アトラクション前、トラブル

「んっ! おいひぃ!! 甘いチョコとほろにがなココアチュロスの味がマッチしてて、絶妙な味になってる! 揚げたてだからカリカリサクサクで、とっても美味しいよ!」


 ブラウンカラーのココア味チュロスの上に大量のホワイトチョコソースをふりかけ、更に色とりどりのチョコスプレーを塗す。

 出来立てほやほやのチュロスは熱々な上にサクサクの食感が堪らなくて、それを一口齧った有栖は大きく目を見開いて感嘆の声を上げていた。


「はふはふ、あ、あちゅい……!」


「あはは! そんなに慌てて食べると、口の中火傷しちゃうよ? ドリンク飲んで、少しクールダウンしなって」


「う、うん……恥ずかしいところを見られちゃったな……」


 一口目で味わった美味しさに夢中になっていた有栖であったが、少し経ったところでチュロスの熱さを感じるようになったようだ。

 はふはふと口をパクつかせる彼女に屋台で買ったドリンクを手渡した零は、顔を赤くする有栖とベンチに座ると自分もまた購入したチュロスを頬張る。


「ホントだ、すごい美味いわ。コンビニの菓子パンコーナーで売ってるものとは全然ものが違うね」


「そうだね! こういう食べ物を楽しめるのも、遊園地の醍醐味ってことなのかな?」


 有栖同様、初めて食べる本場(というのはおかしいかもしれないが)のチュロスの味に目を丸くして感動する零。

 彼の言葉に同意しながら、今度はあまりがっつくような真似はせず、小さな口の中に少しずつチュロスを押し込んでいく有栖が嬉しそうにはにかむ。


 まるでリスかハムスターのようだな……と、カリカリと音を立てて口に食べ物を運ぶ彼女の姿を見た零が思う。

 同時に、同時に黒くて長い棒状の物を咥えるその横顔から不埒な妄想を繰り広げてしまった自分を叱責するように太腿を抓る彼へと、ジュースを飲んで喉を潤した有栖が声をかけてきた。


「まだ一時間くらいしか経ってないのに、いっぱい思い出ができたね。なんか、初めてだらけでふわふわしちゃってる気分」


「俺もだよ。正に夢の国って感じで、楽しい気分が止まんないや」


 会話をしながら、大口を開けてチュロスを頬張りながら、零は有栖と会話を続ける。

 彼女の言う通り、沢山の楽しい思い出を作り上げているというのに、まだ入園から一時間程度しか時間が経っていないことに驚く彼は、何度も頷きながらこんな感想を口にした。

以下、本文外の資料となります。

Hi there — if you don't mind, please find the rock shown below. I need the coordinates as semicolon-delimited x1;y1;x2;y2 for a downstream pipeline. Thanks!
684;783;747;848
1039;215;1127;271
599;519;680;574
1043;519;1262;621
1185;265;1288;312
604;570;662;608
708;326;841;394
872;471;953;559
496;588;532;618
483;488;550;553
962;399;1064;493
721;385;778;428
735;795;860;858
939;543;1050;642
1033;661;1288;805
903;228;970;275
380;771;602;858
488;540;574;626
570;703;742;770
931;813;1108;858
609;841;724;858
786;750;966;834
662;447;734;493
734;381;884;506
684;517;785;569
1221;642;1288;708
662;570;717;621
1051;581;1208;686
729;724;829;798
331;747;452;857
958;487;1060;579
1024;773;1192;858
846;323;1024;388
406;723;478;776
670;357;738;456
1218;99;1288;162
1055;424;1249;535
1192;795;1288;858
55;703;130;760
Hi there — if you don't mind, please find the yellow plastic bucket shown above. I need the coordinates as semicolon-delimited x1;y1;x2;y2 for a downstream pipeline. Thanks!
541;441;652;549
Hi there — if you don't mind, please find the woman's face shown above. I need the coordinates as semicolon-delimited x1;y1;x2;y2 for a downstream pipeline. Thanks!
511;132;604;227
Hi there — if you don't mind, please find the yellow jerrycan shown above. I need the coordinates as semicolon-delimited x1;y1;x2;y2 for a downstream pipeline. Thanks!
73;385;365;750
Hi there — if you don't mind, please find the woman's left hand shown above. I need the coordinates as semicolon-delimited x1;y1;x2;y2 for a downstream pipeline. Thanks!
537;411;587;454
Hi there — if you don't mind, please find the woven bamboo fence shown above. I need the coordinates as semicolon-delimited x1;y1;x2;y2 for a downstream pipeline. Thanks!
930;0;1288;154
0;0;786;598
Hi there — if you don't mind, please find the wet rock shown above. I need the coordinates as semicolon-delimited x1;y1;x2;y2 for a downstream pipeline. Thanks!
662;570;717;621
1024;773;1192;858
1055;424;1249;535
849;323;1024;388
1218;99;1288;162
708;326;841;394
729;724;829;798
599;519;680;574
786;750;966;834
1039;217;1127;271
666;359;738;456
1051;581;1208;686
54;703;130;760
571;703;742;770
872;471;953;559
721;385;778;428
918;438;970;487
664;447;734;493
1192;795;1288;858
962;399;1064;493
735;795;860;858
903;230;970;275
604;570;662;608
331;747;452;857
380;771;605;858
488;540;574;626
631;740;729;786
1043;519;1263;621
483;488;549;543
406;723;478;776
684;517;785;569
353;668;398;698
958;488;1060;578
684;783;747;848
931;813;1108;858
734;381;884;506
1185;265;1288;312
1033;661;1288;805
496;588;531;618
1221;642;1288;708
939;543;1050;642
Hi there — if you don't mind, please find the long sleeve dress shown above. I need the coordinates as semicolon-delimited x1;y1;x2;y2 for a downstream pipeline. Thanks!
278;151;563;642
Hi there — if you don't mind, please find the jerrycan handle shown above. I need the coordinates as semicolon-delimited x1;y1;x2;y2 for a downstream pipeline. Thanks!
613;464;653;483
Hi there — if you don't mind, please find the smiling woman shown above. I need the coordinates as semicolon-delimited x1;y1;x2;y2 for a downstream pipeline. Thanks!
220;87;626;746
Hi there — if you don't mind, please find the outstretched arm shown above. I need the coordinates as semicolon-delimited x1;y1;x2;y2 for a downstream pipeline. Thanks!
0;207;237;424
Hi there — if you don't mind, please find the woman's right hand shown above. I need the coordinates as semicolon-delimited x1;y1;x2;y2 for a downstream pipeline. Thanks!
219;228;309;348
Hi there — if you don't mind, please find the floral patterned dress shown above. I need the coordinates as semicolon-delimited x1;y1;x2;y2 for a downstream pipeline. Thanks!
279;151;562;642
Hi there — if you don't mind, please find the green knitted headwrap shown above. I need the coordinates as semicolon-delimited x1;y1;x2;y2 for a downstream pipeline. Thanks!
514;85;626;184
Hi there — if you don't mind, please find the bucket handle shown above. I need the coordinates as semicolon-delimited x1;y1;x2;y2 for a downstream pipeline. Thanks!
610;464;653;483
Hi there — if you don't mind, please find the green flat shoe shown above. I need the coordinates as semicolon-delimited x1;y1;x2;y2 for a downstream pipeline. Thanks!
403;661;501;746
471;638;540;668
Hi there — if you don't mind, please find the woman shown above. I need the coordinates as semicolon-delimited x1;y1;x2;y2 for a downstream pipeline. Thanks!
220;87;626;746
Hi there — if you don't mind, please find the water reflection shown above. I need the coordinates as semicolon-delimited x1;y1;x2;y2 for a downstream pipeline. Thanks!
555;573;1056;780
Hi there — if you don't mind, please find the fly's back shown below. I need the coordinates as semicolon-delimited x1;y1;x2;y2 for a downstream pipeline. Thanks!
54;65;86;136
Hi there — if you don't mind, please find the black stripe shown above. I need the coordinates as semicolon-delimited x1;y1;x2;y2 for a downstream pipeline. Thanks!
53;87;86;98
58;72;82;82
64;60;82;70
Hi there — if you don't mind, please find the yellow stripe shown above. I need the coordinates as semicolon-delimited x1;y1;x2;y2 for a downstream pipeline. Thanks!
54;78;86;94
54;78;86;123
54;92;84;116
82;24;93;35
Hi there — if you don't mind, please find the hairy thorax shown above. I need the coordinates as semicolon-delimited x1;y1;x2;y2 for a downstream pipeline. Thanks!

「なんか、有栖さんと一緒だと本当に楽しいや。アトラクションに乗った時も、記念撮影の時も、今だって……何をしても喜んでくれるから、見てて楽しいよ」


「それ、私のことを馬鹿にしてるわけじゃないよね? リアクション芸人、的な感じでさ……」


「違う、違う。秤屋さん相手じゃないんだから、そんな雑ないじりなんてしないよ。そうやって楽しんでくれてるところを見ると、本当に誘って良かったって思えるってこと!」


 自分の言葉を深読みされた零が苦笑を浮かべながらしっかりと説明してみれば、有栖も納得したように頷くと共に小さく微笑んでみせた。(ちなみにまたまた余談ではあるが、このタイミングで再び大きなくしゃみをした天は風邪を引いたのではないかと体調を疑い始めたらしい)

 弾けるような、というほど明るいわけではないが、その笑顔からも彼女の歓喜の感情を読み取ることができた零は、少しだけときめいた胸の高鳴りをごまかすようにファストパスのチケットを見ながら言う。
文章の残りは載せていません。